C’est un autre paradoxe qui permet de le comprendre.
Totalitarisme politique contre totalitarisme du profit
En-dessous de toute la décomposition du monde communiste, en-dessous de tout son ramassis fait de matérialisme graisseux, de ressentiment égalitaire, d’individualisme grégaire, d’internationalisme prolétarien ; en-dessous, plus généralement, de toute sa désacralisation du monde (qui se rattache, d’ailleurs, à la désacralisation découlant des principes philosophiques des Lumières) ; en-dessous de tout cela, quelque chose d’autre pointait.
Tout ne fut pas rasé par le communisme. Plus exactement, son rasage se déployait dans un espace que, loin de le démolir, le communisme encourageait même : l’espace public, politique, historique. Pour immonde qu’un tel monde fût, le monde restait une affaire propre à la polis ; il ne relevait pas encore de l’oikos, de l’espace domestique, économique, privé. C’était le pouvoir politique – non pas le pouvoir du Marché – qui écrasait tout. C’était le gouvernement – non pas la « gouvernance » – qui exerçait le pouvoir. C’était l’internationalisme révolutionnaire – non pas le mondialisme financier – qui prétendait dissoudre les patries (et les laissait, malgré tout, subsister). C’était au nom de l’Histoire – non pas de la soif du profit – que la beauté était étranglée et la poussière de la laideur partout éparpillée.

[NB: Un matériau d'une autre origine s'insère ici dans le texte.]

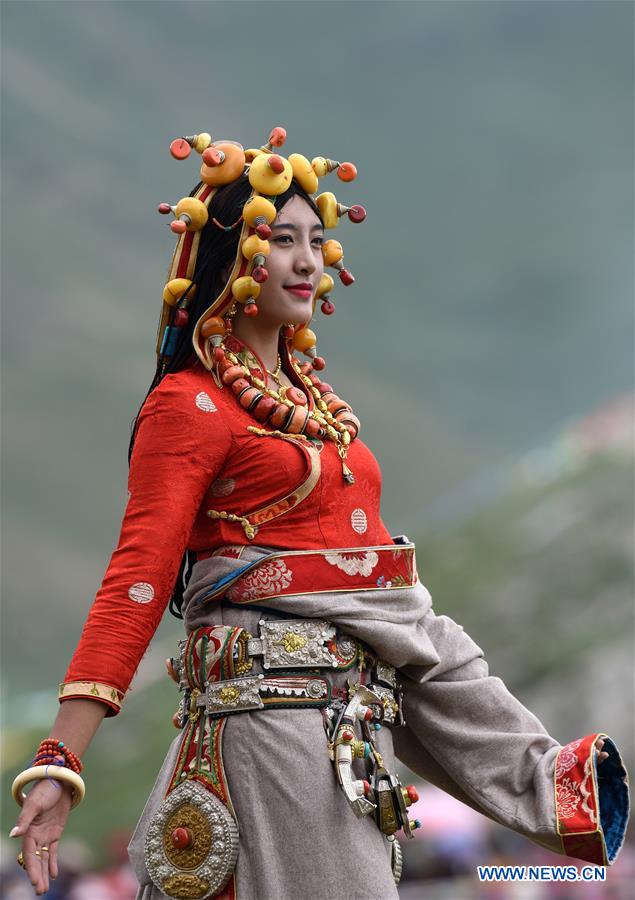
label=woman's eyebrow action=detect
[271,222,324,231]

Eh non, ce n’est pas pareil ! Ce n’est pas pareil que la beauté et la noblesse soient écrasées au nom de quelque chose où résonne encore l’écho de la grandeur ; ou qu’elles soient emportées par les eaux doucement empoisonnées et dépourvues de la moindre grandeur où la soif marchande s’abreuve. Oui, bien sûr… Pour ceux qui enduraient le communisme dans leur chair, pour les morts et les déportés du Goulag, une telle distinction est parfaitement dépourvue de sens. Mais pour les autres, elle est tout à fait valable : pour ceux qui survécurent à l’enfer, pour ceux qui renaquirent quand le cauchemar prit fin. Parce que le communisme prend fin, on en sort – il n’aura finalement duré que soixante-dix ans –, tandis que du tunnel du libéralisme on finira un jour par en sortir, mais personne ne sait quand.
Non seulement on sort du communisme, mais c’est en sortant de lui que peut atteindre tout son éclat la seule chose qui, sous sa tyrannie, est restée inentamée : l’histoire, la collectivité, l’espace public… Il n’y a là, d’ailleurs, aucun mérite de la part du communisme : c’est dans un tel espace que, d’une façon ou d’une autre, toutes les sociétés se sont inscrites tout au long de l’histoire.

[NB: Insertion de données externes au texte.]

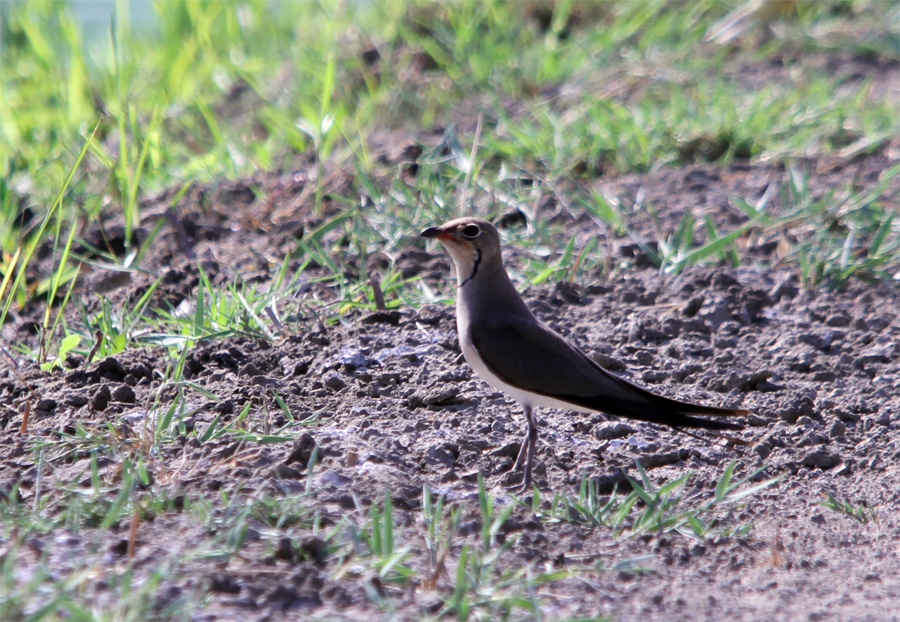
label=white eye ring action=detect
[462,225,481,240]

Sauf une. Sauf la société dont les dirigeants se sont alliés au communisme pendant la guerre civile européenne ; ont remis entre les mains de Staline la moitié de l’Europe ; se sont imaginés, quand le Mur de Berlin s’est effondré, qu’ils allaient devenir les seules maîtres de la terre (ce qui a d’ailleurs failli être le cas pendant les années où un ivrogne appelé Boris Yeltsin commandait la Russie).
Ce sont ces mêmes dirigeants – aujourd’hui devenus la super-classe mondialiste – qui maintenant regardent,effrayés, comment leurs desseins sont mis en question par des peuples qui, tenant à leur identité, fiers de leur histoire, ne sont pas prêts à se laisser choir dans l’abîme sans fond du néant.
Javier Portella 15/11/2018
[1] Nul doute que la vision du monde aujourd’hui dominante en Russie s’inscrit dans le même registre – « illibéral », dirait Viktor Orbán… et maudirait Emmanuel Macron – où se placent la plupart des pays hier soumis à l’URSS. Un même élan collectif les porte, même si cela déplaît aux pays (je pense, par exemple, à la Pologne) qui ressentent encore la douleur de leurs blessures historiques– ce qui est une réaction bien compréhensible… tout autant que bien regrettable.
[2] Même l’Allemagne est traversée par cette frontière.À un de ses côtés se place l’ancienne République fédérale, dont l’état d’esprit est bien différent de celui qui marque l’ancienne Allemagne de l’Est, devenue aujourd’hui le principal rempart du combat contre l’immigration et le multiculturalisme.